How a candidate is perceived is more important than where they actually stand. If anything has been proven true this election cycle, it is that public perception trumps facts. This is the secret that Donald Trump and even Bernie Sanders have tapped into. It doesn’t matter how much reality clashes with their rhetoric, because their campaigns are about selling brands, not speaking truth.
But sometimes the media and voters craft their own idealistic perceptions. Thus is the case with Ohio Governor John Kasich, who has largely escaped needed scrutiny because he is by all accounts a nice guy. Kasich has been the voice of moderation during downright nasty debates and in contrast seems like a reasonable choice. But that’s because his policies aren’t being considered.
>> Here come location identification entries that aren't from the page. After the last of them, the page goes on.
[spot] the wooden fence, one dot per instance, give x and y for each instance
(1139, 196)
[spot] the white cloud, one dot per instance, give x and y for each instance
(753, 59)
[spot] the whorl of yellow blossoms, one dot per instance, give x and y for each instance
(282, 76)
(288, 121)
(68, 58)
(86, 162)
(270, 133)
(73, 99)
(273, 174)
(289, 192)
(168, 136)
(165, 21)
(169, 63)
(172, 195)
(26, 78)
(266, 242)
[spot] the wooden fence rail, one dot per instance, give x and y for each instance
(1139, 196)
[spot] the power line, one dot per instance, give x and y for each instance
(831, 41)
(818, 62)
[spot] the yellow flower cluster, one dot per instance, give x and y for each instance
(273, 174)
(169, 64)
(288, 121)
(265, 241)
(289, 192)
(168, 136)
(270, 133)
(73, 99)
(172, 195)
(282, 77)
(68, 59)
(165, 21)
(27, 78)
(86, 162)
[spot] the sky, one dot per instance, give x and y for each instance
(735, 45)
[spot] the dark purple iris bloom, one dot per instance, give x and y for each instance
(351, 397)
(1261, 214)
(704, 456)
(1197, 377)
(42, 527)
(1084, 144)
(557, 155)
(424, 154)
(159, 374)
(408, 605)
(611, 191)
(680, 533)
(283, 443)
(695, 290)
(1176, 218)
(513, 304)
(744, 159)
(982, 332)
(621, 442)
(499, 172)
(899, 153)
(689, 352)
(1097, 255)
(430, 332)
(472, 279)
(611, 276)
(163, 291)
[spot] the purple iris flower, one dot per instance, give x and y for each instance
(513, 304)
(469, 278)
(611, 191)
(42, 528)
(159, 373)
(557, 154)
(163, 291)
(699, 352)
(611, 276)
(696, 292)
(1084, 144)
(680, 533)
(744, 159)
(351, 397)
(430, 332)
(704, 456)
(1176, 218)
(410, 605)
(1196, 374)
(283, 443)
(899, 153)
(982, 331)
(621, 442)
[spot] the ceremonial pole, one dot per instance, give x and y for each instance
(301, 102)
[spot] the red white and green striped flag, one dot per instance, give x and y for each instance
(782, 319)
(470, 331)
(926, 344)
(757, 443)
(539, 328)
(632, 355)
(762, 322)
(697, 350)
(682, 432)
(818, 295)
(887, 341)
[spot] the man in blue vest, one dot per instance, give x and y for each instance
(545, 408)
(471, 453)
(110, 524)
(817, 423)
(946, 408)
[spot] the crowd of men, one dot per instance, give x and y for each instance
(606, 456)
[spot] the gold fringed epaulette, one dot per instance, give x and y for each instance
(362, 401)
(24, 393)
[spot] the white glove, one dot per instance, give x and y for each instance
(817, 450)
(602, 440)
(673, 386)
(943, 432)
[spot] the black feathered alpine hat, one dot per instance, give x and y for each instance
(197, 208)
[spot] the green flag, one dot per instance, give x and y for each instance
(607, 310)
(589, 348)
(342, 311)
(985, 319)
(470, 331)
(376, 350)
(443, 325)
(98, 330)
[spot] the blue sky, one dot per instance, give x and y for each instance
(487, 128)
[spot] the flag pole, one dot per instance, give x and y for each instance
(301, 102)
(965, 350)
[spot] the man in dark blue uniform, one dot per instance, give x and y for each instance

Libertarians began to warm up to Kasich for some reason, even though he has proposed dismantling the wall of separation between church and state and using federal tax dollars to promote Judeo-Christian propaganda around the world. Libertarians, who usually scream and run from anyone who even hints at their faith during political events and who generally don’t want the U.S. telling other nations and cultures what to do, ignore this because Kasich seems a friendly guy.
Kasich told NBC News:
As part of a broad national security plan to defeat ISIS, Republican Presidential candidate John Kasich proposed creating a new government agency to push Judeo-Christian values around the world.
The new agency, which he hasn’t yet named, would promote a Jewish- and Christian-based belief system to four regions of the world: China, Iran, Russia and the Middle East.
“We need to beam messages around the world” about the freedoms Americans enjoy, Kasich said in an interview with NBC News Tuesday. “It means freedom, it means opportunity, it means respect for women, it means freedom to gather, it means so many things.”
I personally have no issue with Judeo-Christian values or social conservatism, as long as those values are personal. Once people want to start making religion part of government institutions, I draw the line.
But it’s no more baffling to see libertarians flirting with Kasich as it is to see any conservatives supporting him, ever. His suggestions of creating new departments is at odds with his message of cutting government and he thinks government involvement in healthcare is necessary.
He wants to ensure insurance coverage for people who have pre-existing conditions. He likes insurance exchanges. And he thinks everyone should have health insurance – even young, healthy people who need an incentive to sign up.
Yet he says he’d push to repeal President Barack Obama’s health care law and replace it with something else – something better, he says – if his presidential campaign were to prove successful.
Sounds like more big government solutions.
John Kasich may be a nice guy, but that doesn’t qualify him to be president.